User profile, but I tried system-wide and that doesn’t seem to work either.
I added gst-plugins-base as well to no avail. I have noticed that virt-manager has issues with failing to load gstreamer plugins.
Hmm, that’s strange. I don’t remember the exact error i encountered, but it does look similar to what i had. Aside from gst-plugins-good, the only other audio-related package in my system config is alsa-utils, but i don’t think that would do anything. I suppose it’s worth a try though.
I see. I didn’t feel the need for virt-manager to be available system-wide. I guess I’ll try that out. For libvirt-service type, I have this in my /etc/config.scm
have you specifically tried gst-plugins-good instead of gst-plugins-base? Other than that i wouldn’t know anymore what the problem could be. For what it’s worth though, the gst-plugins-good fix that worked for me was something i found in an archlinux post on reddit, so it could be worth looking for more generic topics about the issue and seeing if you can apply that to Guix.
have you specifically tried gst-plugins-good instead of gst-plugins-base?
I have now and it did not work. I was using both before instead of only gst-plugins-base. I made a typo in my previous comment.

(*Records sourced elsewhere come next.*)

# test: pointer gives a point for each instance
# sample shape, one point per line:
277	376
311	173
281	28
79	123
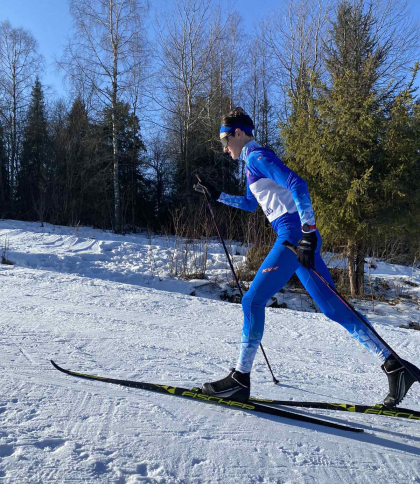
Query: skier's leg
275	271
336	310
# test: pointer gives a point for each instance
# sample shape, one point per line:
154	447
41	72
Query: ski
200	397
377	409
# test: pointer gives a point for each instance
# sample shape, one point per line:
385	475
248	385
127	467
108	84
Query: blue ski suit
285	200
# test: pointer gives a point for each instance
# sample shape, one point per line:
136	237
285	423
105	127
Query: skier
285	200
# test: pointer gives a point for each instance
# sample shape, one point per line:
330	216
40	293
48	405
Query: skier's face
233	143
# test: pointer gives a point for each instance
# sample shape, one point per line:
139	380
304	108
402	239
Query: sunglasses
225	140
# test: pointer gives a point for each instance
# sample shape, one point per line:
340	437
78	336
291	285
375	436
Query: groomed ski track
54	429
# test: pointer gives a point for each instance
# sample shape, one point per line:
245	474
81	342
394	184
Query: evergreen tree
335	139
134	188
4	184
35	161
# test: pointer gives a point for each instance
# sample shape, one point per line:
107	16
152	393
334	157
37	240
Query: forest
331	87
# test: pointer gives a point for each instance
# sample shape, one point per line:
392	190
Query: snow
106	304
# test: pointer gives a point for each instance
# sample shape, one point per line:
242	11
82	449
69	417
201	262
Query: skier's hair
238	117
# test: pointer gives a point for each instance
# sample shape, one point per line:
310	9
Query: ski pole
412	369
233	272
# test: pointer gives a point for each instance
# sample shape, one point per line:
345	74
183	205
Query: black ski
377	409
199	397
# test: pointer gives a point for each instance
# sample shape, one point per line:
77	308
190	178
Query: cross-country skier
285	200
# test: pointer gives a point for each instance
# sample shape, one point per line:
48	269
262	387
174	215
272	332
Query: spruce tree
335	140
34	161
4	185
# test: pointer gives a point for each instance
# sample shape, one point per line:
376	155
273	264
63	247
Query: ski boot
400	380
236	386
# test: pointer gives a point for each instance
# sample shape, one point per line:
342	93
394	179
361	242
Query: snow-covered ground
107	304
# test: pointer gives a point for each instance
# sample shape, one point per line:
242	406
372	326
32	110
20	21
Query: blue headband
231	129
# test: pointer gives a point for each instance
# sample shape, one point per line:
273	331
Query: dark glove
208	189
306	250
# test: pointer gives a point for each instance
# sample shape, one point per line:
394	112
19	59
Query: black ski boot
399	379
236	386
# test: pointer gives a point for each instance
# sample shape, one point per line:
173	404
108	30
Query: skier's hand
306	250
208	189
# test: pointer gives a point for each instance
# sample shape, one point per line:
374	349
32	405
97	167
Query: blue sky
50	23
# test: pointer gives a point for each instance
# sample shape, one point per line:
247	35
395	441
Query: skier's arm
248	203
273	168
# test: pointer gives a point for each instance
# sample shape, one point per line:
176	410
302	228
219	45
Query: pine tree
335	140
35	160
133	186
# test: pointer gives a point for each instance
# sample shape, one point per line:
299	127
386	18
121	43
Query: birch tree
20	63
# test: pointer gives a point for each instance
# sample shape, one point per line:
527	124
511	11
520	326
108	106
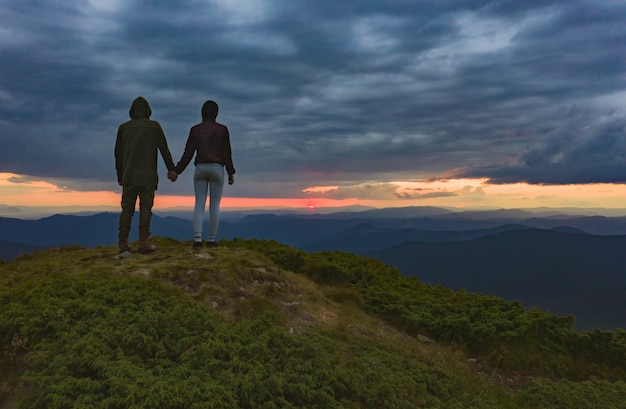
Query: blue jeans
208	178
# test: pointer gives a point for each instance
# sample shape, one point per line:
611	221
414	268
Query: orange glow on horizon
17	190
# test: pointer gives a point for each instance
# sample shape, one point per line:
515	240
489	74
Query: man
136	163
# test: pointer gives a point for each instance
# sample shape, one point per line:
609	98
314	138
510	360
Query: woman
211	141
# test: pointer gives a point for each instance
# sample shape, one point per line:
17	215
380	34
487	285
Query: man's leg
146	201
129	200
216	189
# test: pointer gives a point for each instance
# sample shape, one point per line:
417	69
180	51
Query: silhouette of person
136	146
210	141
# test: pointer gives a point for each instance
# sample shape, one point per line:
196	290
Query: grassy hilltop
257	324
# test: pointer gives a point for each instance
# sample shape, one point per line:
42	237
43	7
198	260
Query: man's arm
119	156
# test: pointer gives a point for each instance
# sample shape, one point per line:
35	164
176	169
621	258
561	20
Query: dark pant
129	201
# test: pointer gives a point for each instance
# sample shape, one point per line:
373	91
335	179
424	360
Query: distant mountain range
564	263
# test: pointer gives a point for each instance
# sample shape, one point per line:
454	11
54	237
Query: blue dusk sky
344	100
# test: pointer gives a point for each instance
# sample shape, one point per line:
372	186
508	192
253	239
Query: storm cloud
322	93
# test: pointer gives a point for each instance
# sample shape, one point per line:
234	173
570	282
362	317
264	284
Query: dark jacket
136	147
211	141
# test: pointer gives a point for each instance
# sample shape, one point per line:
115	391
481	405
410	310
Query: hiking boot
146	248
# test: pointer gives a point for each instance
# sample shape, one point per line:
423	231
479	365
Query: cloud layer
322	93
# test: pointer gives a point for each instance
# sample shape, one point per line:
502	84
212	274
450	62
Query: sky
329	103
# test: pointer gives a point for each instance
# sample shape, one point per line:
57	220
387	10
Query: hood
140	108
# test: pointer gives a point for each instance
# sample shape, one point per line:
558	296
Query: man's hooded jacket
136	147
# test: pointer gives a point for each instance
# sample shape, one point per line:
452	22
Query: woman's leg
200	187
216	183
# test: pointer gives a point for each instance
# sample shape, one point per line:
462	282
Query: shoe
146	248
125	248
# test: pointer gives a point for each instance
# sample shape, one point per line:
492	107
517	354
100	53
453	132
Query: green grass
255	324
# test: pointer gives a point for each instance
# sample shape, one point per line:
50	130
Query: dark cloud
322	92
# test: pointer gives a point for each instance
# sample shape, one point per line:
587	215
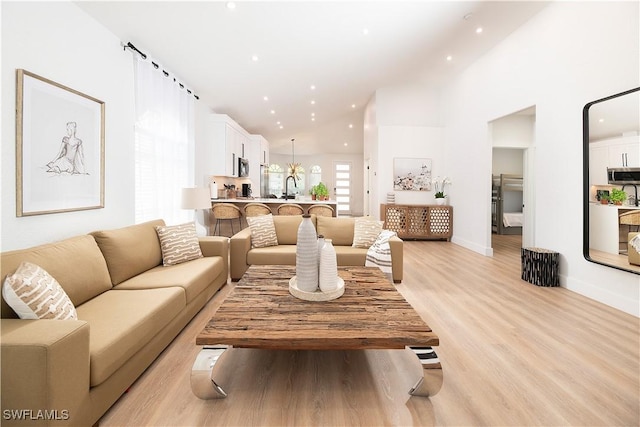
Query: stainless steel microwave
623	175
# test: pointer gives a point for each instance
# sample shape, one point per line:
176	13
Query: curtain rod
130	45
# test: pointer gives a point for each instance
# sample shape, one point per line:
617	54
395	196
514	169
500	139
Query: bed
506	204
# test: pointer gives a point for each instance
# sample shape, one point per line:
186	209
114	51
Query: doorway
512	201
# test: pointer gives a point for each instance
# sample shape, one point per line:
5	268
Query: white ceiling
304	43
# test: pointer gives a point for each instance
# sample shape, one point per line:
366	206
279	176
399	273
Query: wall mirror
611	139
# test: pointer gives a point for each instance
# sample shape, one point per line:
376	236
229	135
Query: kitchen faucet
635	188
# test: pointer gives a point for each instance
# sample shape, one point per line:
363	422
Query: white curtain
164	144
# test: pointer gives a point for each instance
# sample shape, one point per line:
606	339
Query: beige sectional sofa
339	229
129	308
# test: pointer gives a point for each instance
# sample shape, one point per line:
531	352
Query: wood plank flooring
512	354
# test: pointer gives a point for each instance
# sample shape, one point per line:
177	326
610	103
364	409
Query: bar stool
225	212
290	209
256	209
320	210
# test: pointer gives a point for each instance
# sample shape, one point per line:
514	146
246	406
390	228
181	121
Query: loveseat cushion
130	250
123	321
193	276
338	229
70	262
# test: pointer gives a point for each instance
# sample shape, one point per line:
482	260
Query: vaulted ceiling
306	69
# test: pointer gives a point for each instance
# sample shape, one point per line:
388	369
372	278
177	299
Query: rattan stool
225	212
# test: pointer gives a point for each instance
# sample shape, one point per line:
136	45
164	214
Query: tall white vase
307	256
328	267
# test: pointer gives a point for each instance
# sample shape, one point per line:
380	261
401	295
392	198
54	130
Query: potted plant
618	196
322	192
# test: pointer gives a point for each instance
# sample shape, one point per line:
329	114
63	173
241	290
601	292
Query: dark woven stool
540	266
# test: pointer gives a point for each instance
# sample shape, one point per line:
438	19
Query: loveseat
339	229
129	308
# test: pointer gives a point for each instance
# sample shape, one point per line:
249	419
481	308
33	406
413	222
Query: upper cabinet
226	142
620	152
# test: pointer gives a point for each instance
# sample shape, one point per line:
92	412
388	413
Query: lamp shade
196	198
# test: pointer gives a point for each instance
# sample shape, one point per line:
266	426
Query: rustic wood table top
261	313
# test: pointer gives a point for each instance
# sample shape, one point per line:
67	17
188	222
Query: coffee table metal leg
431	381
202	383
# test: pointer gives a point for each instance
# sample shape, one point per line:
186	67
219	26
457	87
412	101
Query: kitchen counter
274	203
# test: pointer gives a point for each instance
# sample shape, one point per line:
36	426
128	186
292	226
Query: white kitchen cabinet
224	145
612	153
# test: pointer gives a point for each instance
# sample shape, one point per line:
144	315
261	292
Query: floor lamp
196	198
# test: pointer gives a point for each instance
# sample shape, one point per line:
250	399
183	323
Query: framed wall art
59	148
411	174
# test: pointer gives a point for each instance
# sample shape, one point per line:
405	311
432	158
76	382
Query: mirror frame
585	179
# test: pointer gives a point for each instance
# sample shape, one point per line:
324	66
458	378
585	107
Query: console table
428	222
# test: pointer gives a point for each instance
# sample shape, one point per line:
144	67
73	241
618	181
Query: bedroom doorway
512	203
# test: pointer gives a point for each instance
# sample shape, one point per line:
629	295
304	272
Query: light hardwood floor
512	353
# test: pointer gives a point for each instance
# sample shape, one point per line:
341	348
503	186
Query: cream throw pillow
366	231
263	232
34	294
179	243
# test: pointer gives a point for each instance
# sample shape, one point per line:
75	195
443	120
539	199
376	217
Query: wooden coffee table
261	313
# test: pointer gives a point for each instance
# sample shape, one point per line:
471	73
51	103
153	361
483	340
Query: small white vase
328	267
307	256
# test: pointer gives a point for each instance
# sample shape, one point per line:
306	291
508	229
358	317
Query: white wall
58	41
567	55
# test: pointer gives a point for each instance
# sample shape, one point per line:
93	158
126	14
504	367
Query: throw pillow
366	231
263	232
179	243
34	294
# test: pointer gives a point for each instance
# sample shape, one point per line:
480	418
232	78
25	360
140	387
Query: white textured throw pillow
179	243
366	231
263	231
34	294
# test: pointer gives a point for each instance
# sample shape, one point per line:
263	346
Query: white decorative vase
328	267
307	256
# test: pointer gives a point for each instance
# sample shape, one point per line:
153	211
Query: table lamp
196	198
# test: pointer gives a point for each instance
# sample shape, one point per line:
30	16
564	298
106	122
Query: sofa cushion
34	294
178	243
338	229
70	261
123	321
366	231
193	276
130	250
263	232
287	228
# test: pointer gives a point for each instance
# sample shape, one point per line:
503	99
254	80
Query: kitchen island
273	204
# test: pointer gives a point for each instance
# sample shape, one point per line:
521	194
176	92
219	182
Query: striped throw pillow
366	231
179	243
34	294
263	231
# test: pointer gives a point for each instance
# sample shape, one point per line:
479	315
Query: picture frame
59	147
410	174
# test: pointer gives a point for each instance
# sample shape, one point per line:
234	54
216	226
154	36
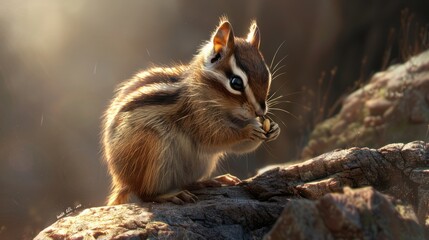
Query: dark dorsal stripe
152	99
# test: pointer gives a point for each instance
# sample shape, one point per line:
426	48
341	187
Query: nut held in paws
266	125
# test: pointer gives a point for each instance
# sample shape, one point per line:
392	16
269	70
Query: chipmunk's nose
262	110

Which sound device do you use?
it could be worth looking for more generic topics about the issue and seeing if you can apply that to Guix.
That’s what I opened this thread with, although I did not mention that part. I saw topics where the qemu-audio-pipewire plugin was not configured or installed and then noticed that it’s completely missing in guix.
I’m using HDA (ICH9) as my sound device. I just booted up my vm to see if it’s still working and audio still works. At this point the only thing i can think of is that i have (service home-pipewire-service-type) in my guix home config. Other than that i don’t think i did anything special when it comes to audio configuration.
If your VM mostly builds on %desktop-services, then it has pulseaudio-service. you can check for that by using herd status. Does this VM also have XFCE and X11?
IIRC, this needs to be removed before adding the pipewire and pipewire-pulse packages along with some way to start pipewire as a service under your user.
D-Bus
This is semi-related, but just in case… You definitely need d-bus session for the user. The guix home command there is complaining that pipewire doesn’t isn’t accompanied by a dbus session that’s defined in a service via guix home.
You probably already have a user d-bus session. qdbusviewer below can help you sort that out. Then just figure out what’s starting dbus for your user. it’s different depending on how X11 gets started.
For d-bus, guix home container ./home-configuration.scm command needs to --share a socket file. Otherwise things outside the container can’t talk to the d-bus inside the container – though I don’t even think that container environment can spawn your services. guix home container is more useful for checking that your env is set up right and for making small changes.
if you run guix shell qttools -- qdbusviewer, it’s a GUI that lets you walk through the dbus interfaces. d-feet is a bit better, but there’s no package for it.
bustle is available on flatpak, but that’s a bit much to set up if you’re just poking around a system. It’s easy to install on guix once you have flatpak, but IIRC there are a few things required for that. fonts require a quick fix, but it can be confusing. a d-bus portal is definitely needed.